Pilot completion and workover fluids testing is usually carried out using a 1 lab barrel (350 ml) fluid sample, and the fact that 1 gm/350 ml is equivalent to 1 lb/bbl, which is a simple conversion based on 159 liter/bbl. A beam balance or electronic scales accurate to 0.1 gram are used for measuring the correct weight of treating products (in gram) to obtain the required concentrations (in lb/bbl). The treating products are then mixed into a 350 ml sample of active mud (1 lab barrel), and sheared at high speed using a Hamilton Beach mixer.
As an example, a pilot test might be carried out on a sample of cement-contaminated water-based mud using 2 lb/bbl Sodium Bicarbonate. To do this, 2 gm Sodium Bicarbonate would be added to a 350 ml sample of the cement-contaminated mud while shearing on the Hamilton Beach mixer. If relatively large amounts of treating products are being added then the mud sample volume should be reduced to allow for the displacement volume of the treating product(s), so that 1 lab barrel (350 ml) is obtained after adding the treating product(s).

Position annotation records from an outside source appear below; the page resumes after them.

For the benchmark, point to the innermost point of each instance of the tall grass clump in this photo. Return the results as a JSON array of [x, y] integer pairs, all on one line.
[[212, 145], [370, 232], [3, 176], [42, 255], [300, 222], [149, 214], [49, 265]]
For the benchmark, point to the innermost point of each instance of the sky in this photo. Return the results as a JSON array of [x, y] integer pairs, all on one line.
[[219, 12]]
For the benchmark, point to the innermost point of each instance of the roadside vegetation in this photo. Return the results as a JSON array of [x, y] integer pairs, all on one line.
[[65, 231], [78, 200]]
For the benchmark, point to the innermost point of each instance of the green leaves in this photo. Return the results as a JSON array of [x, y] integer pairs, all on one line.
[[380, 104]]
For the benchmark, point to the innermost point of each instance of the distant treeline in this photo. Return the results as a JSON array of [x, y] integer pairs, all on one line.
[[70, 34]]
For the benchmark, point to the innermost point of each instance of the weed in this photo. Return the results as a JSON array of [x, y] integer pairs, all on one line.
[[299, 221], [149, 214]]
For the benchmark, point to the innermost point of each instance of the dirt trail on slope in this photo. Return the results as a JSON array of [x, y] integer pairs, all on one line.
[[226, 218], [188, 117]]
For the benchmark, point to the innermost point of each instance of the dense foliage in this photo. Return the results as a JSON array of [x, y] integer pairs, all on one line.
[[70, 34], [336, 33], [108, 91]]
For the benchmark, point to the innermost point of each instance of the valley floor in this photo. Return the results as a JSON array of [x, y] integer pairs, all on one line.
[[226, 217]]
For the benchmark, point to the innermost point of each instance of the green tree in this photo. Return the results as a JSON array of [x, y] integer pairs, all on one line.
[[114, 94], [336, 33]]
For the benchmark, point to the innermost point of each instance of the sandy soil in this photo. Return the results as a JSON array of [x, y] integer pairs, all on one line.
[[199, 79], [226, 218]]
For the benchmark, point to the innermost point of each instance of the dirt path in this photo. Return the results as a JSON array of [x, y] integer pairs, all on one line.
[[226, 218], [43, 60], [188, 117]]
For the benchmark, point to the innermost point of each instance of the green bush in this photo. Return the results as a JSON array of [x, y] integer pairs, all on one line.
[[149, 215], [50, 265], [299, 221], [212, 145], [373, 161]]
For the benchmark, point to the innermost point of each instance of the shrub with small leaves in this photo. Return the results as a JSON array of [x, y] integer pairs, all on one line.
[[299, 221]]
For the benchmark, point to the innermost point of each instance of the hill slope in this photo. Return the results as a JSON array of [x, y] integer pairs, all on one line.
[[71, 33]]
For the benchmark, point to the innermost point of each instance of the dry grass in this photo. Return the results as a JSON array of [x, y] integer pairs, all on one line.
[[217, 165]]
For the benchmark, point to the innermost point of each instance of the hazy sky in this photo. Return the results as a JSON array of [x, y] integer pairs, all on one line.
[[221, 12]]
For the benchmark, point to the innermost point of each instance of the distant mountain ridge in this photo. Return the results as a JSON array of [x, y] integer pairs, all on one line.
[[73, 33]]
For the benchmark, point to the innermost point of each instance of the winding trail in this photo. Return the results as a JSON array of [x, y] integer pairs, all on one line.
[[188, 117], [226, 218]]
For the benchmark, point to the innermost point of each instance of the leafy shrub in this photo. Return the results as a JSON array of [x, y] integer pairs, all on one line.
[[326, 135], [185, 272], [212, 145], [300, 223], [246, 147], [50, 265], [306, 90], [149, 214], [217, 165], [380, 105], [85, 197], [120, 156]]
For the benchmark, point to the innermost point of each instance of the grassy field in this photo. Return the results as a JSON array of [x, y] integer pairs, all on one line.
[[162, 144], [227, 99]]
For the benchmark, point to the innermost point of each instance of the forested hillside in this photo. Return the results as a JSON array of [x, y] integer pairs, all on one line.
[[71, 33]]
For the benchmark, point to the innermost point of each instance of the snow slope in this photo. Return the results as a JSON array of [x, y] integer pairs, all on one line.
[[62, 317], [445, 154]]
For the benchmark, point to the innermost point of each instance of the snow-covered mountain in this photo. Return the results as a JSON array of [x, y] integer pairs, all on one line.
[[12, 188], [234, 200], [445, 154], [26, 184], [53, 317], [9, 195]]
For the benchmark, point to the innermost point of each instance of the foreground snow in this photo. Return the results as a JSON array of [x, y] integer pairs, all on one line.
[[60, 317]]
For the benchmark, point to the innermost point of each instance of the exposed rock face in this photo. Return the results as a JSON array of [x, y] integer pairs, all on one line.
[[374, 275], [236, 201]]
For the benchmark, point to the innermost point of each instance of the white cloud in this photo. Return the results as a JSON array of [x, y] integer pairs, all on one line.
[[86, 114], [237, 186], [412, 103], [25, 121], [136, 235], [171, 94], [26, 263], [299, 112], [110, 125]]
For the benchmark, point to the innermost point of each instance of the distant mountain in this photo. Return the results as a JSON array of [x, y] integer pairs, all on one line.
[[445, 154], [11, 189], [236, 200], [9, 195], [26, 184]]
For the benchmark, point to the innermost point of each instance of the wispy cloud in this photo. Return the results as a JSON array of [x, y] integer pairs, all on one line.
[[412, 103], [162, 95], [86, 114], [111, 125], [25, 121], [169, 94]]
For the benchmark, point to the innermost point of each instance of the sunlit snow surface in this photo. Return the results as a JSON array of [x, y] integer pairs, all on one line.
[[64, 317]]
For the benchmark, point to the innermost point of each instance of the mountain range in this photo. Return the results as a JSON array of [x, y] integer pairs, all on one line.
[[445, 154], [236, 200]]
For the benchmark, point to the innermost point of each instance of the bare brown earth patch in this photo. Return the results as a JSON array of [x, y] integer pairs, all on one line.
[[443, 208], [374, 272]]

Some pilot tests for completion and workover fluids require a portable roller oven so that samples can be hot-rolled at simulated down-hole temperatures for a specified period of time. When this is the case then an untreated sample of mud should also be hot-rolled so that results after hot-rolling can be compared. Caution is required when reviewing pilot test results because they may not always be replicated on the mud circulating in the hole, since down-hole conditions are constantly changing.